Here's my attempt at describing the third "mixed" approach to Gnulib
sources.  Is it ok?

@node VCS Issues
@section Issues with Version Control Systems

If a project stores its source files in a version control system (VCS),
such as CVS, Subversion, or Git, one needs to decide which files to commit.

In principle, all files created by @code{gnulib-tool}, except
@file{gnulib-cache.m4}, can be treated like generated source files,
like for example a @file{parser.c} file generated from
@file{parser.y}.  Alternatively, they can be considered source files
and updated manually.

Here are the three different approaches in common use.  Each has its
place, and you should use whichever best suits your particular project
and development methods.

In projects which commit all source files, whether generated or not,
into their VCS, the @code{gnulib-tool} generated files should all be
committed.  In this case, you should pass the option
@samp{--no-vc-files} to @code{gnulib-tool}, which avoids alteration of
VCS-related files such as @file{.cvsignore}.

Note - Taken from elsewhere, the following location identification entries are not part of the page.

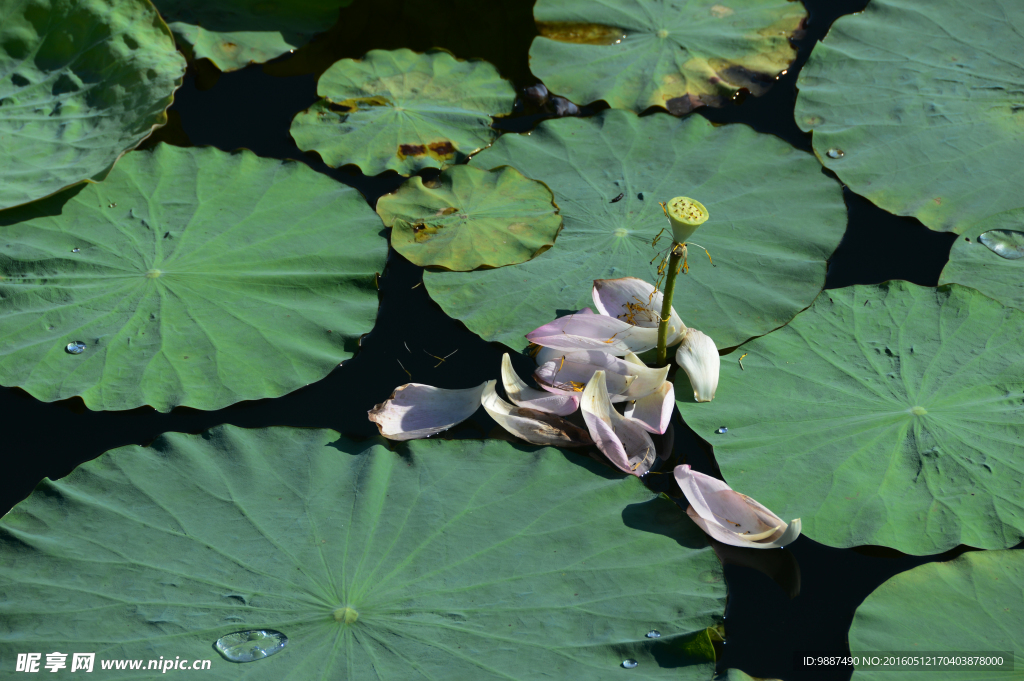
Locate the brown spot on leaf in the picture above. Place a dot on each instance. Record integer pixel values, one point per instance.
(406, 151)
(441, 151)
(581, 33)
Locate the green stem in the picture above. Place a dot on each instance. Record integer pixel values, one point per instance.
(678, 253)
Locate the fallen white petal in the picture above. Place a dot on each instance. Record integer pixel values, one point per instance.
(623, 440)
(653, 411)
(543, 400)
(731, 517)
(698, 357)
(635, 301)
(534, 426)
(416, 410)
(594, 332)
(570, 377)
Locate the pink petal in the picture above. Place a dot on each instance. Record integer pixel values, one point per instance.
(653, 412)
(635, 301)
(594, 332)
(623, 440)
(731, 517)
(570, 377)
(530, 425)
(522, 395)
(416, 410)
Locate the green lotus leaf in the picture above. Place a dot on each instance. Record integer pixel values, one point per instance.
(233, 34)
(399, 110)
(737, 675)
(444, 560)
(886, 415)
(968, 605)
(918, 107)
(769, 256)
(471, 218)
(989, 256)
(641, 53)
(188, 277)
(81, 83)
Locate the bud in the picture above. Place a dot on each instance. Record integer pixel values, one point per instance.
(685, 215)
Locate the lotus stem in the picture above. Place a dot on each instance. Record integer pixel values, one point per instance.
(675, 264)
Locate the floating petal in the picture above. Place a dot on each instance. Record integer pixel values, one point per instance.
(653, 412)
(542, 400)
(731, 517)
(534, 426)
(698, 357)
(416, 410)
(594, 332)
(623, 440)
(636, 302)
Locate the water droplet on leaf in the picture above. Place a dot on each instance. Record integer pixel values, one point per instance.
(250, 645)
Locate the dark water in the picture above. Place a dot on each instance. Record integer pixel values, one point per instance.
(254, 108)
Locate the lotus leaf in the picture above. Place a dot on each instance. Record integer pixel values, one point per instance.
(678, 55)
(608, 174)
(188, 277)
(887, 415)
(444, 560)
(236, 33)
(399, 110)
(989, 256)
(81, 83)
(469, 218)
(918, 105)
(970, 604)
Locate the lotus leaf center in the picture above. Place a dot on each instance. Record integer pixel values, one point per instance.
(346, 614)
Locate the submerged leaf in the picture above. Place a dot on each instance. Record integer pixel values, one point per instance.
(373, 563)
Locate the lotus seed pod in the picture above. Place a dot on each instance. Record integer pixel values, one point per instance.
(685, 215)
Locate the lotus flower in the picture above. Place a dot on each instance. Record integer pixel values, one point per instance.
(698, 357)
(625, 441)
(531, 425)
(731, 517)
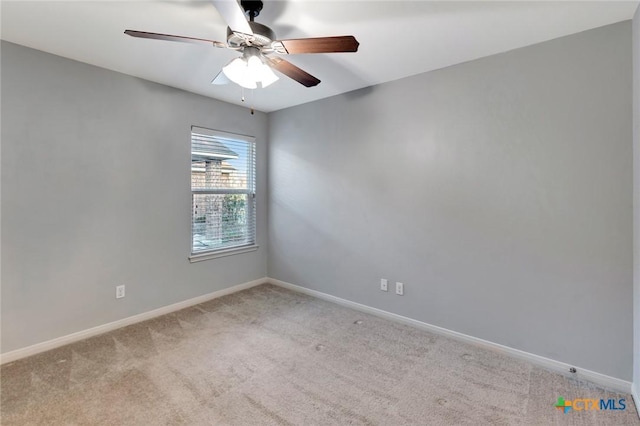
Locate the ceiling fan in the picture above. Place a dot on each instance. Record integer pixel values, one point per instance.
(257, 43)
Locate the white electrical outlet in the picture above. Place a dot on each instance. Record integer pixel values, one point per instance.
(119, 292)
(384, 284)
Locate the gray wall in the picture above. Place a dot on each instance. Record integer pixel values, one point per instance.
(636, 207)
(96, 193)
(499, 191)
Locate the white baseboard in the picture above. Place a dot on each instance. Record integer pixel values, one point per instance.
(94, 331)
(602, 380)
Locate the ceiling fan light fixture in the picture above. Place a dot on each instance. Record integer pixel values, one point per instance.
(249, 70)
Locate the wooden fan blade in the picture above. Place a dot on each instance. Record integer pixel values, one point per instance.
(169, 37)
(233, 15)
(291, 71)
(317, 45)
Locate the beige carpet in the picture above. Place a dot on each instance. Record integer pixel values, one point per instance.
(268, 356)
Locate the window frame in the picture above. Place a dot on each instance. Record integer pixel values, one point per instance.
(251, 193)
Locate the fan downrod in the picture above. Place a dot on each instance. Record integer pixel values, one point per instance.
(252, 8)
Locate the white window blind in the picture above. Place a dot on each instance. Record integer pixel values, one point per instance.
(223, 196)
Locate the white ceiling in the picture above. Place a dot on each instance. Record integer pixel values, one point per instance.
(397, 38)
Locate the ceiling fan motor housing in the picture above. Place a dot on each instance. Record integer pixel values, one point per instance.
(262, 37)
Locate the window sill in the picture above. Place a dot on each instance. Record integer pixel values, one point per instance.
(222, 253)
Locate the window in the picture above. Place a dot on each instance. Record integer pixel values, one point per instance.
(223, 198)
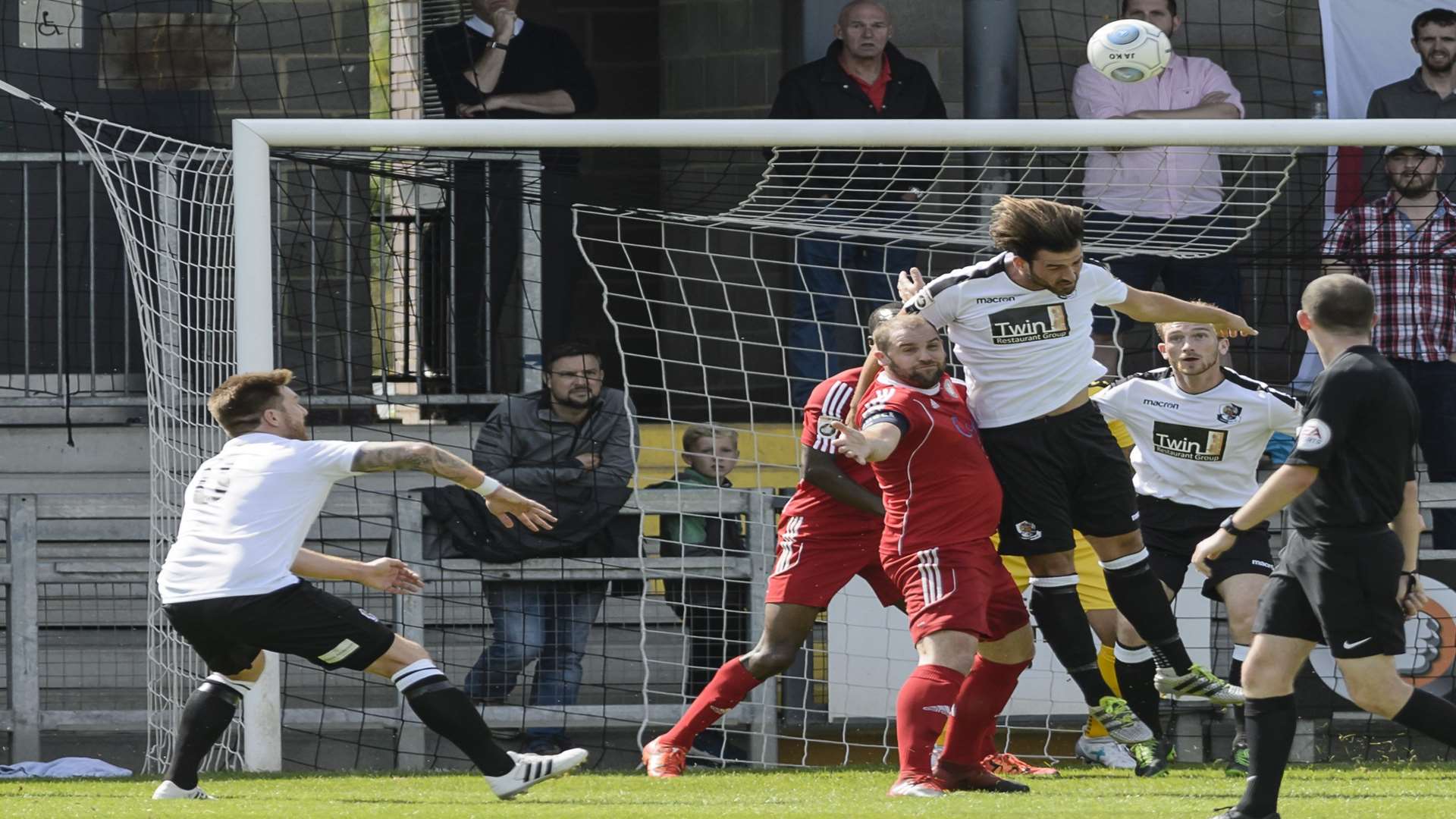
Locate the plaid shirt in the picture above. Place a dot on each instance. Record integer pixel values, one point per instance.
(1413, 275)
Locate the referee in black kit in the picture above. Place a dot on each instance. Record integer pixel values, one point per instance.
(1347, 577)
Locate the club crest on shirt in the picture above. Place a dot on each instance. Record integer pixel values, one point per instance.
(1188, 444)
(1229, 413)
(826, 426)
(1019, 325)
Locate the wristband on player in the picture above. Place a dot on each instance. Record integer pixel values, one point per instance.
(487, 487)
(1228, 526)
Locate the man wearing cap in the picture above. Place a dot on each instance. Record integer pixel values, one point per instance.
(1401, 243)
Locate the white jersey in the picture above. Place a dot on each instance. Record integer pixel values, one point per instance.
(1025, 352)
(1199, 449)
(246, 513)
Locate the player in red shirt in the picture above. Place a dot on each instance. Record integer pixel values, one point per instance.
(943, 503)
(827, 534)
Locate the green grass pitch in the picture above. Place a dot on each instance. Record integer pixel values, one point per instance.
(1329, 792)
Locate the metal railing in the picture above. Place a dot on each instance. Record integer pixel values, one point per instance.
(33, 519)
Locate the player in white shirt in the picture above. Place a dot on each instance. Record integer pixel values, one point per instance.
(1199, 431)
(1021, 324)
(234, 582)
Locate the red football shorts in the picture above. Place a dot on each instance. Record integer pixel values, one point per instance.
(808, 572)
(962, 588)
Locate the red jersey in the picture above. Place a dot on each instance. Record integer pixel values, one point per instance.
(824, 518)
(938, 485)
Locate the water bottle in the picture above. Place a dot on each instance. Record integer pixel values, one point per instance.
(1318, 107)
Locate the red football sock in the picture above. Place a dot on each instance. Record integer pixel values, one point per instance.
(728, 687)
(983, 695)
(925, 703)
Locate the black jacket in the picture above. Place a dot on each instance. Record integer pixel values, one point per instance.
(528, 447)
(539, 58)
(824, 91)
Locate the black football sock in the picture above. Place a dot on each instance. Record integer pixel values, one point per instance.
(1272, 735)
(1237, 678)
(1139, 595)
(1063, 623)
(447, 711)
(1430, 714)
(1134, 676)
(206, 716)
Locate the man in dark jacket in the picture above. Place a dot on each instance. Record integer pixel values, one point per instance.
(494, 64)
(862, 76)
(574, 444)
(497, 66)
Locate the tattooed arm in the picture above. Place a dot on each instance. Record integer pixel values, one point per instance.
(419, 457)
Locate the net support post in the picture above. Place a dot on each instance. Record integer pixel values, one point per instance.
(24, 632)
(254, 316)
(764, 698)
(253, 249)
(410, 614)
(533, 178)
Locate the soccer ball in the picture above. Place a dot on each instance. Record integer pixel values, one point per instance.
(1130, 52)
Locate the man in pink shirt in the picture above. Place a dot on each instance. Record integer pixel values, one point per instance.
(1164, 194)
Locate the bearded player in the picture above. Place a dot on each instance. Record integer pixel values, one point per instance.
(943, 503)
(827, 534)
(1022, 328)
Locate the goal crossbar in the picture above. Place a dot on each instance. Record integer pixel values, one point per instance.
(254, 140)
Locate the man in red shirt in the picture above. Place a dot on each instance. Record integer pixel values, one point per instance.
(827, 534)
(943, 503)
(861, 76)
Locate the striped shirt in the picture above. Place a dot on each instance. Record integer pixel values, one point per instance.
(1411, 270)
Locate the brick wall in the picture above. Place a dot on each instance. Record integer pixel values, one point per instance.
(720, 57)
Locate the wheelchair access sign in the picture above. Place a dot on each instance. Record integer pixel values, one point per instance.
(52, 24)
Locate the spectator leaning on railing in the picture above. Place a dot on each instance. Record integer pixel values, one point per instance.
(500, 66)
(862, 76)
(1169, 194)
(571, 445)
(1400, 243)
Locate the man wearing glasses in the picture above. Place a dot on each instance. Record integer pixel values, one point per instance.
(573, 447)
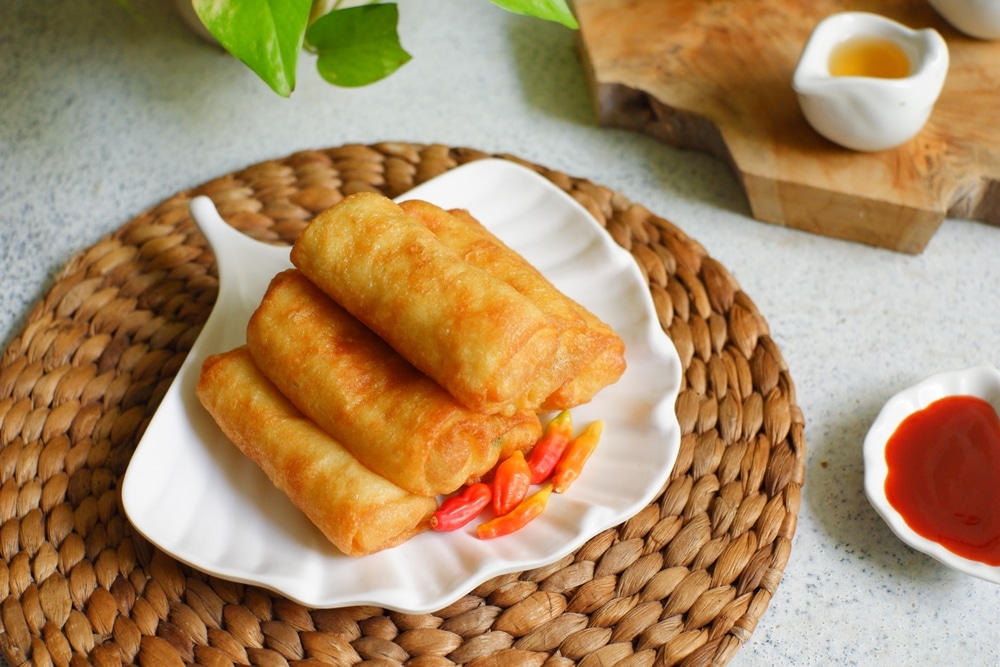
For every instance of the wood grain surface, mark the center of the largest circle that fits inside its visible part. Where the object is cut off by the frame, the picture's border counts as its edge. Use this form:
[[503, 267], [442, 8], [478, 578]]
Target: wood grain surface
[[716, 76]]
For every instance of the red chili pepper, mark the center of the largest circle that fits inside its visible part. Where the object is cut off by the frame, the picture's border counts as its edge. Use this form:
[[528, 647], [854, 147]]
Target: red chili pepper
[[520, 516], [462, 508], [549, 449], [570, 465], [510, 483]]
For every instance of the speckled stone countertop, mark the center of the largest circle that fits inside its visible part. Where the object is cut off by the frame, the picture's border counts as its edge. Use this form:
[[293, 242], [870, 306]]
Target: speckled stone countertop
[[104, 114]]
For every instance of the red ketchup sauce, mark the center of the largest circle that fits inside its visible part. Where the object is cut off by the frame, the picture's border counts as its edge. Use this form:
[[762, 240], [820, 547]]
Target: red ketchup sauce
[[944, 476]]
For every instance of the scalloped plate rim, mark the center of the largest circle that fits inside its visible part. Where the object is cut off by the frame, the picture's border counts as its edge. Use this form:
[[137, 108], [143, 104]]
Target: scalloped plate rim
[[569, 522]]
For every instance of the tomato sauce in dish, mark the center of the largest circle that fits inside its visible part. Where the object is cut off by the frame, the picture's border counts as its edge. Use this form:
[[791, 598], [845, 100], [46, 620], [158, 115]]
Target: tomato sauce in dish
[[944, 476]]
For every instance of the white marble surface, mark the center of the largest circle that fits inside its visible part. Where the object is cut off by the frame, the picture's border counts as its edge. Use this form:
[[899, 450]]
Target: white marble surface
[[103, 114]]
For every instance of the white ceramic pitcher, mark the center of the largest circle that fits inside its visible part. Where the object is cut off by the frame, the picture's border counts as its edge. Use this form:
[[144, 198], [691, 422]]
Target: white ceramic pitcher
[[869, 113]]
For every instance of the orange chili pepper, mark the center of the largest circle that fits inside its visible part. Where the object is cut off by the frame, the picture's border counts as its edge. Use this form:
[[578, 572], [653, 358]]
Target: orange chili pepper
[[549, 449], [462, 508], [520, 516], [510, 483], [570, 465]]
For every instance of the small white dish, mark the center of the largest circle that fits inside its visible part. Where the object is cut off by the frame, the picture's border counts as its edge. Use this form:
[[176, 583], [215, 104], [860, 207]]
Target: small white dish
[[976, 18], [195, 496], [869, 113], [979, 381]]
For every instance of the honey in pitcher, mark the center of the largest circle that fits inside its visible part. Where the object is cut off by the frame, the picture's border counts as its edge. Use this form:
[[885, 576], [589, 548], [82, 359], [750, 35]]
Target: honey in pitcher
[[869, 56]]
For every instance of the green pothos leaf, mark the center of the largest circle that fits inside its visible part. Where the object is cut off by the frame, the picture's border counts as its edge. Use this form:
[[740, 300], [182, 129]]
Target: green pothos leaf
[[356, 46], [266, 35], [548, 10]]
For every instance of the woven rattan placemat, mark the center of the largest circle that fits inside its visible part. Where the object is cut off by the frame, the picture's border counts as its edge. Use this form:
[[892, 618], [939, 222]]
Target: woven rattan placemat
[[683, 582]]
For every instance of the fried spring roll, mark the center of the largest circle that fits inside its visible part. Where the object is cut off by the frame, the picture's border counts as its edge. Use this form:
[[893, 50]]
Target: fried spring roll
[[471, 332], [357, 510], [599, 352], [393, 418], [467, 238]]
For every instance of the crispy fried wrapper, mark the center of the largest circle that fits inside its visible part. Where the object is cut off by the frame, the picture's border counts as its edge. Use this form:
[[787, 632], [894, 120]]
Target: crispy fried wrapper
[[358, 511], [393, 418], [591, 355], [469, 331]]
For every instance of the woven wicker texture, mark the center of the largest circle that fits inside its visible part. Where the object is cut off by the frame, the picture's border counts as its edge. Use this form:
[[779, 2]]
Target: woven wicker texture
[[685, 581]]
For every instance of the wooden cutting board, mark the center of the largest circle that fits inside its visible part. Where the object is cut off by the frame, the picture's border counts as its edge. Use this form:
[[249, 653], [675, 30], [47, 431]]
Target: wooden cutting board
[[715, 75]]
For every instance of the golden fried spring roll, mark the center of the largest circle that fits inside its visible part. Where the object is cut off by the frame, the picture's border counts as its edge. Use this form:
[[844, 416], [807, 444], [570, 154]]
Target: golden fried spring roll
[[471, 332], [601, 353], [470, 240], [357, 510], [393, 418]]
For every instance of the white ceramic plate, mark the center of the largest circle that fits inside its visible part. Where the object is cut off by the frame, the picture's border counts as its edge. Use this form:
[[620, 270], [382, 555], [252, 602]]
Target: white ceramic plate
[[194, 495], [980, 381]]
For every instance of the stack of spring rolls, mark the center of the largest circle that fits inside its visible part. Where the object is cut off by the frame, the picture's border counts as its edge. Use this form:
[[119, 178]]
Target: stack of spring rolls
[[405, 354]]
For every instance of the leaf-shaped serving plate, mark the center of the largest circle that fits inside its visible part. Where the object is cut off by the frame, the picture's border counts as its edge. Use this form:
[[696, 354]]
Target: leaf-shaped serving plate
[[190, 492]]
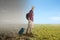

Gnulib also contains files generated by @command{make} (and removed by
@code{make clean}), using information determined by
@command{configure}.  For a Gnulib source file of the form
@file{lib/foo.in.h}, the corresponding @file{lib/foo.h} is such a
@command{make}-generated file.  These should @emph{not} be checked
into the VCS, but instead added to @file{.cvsignore} or equivalent.

In projects which customarily omit from their VCS all files that are
generated from other source files, none of these files and directories
are added into the VCS.  The only file that must be added to the VCS
is @file{gnulib-cache.m4} in the M4 macros directory.  Also, the
script for restoring files not in the VCS, customarily called
@file{autogen.sh} or @file{bootstrap.sh}, will typically contain the
statement for restoring the omitted files:

$ gnulib-tool --update
@end smallexample

The @samp{--update} option operates much like the @samp{--import} option,
but it does not offer the possibility to change the way Gnulib is used.
Also it does not report in the ChangeLogs the files that it had to add
because they were missing.

Some projects take a ``middle road'': they do commit Gnulib source
files as in the first approach, but they do not commit other derived
files, such as a @code{Makefile.in} generated by Automake.  This
increases the size and complexity of the repository, but can help
occasional contributors by not requiring them to have a full Gnulib
checkout to do a build, and all developers by ensuring that all
developers are working with the same version of Gnulib in the
repository.  It also supports multiple Gnulib instances within a
project.  It remains important not to commit the
@command{make}-generated files, as described above.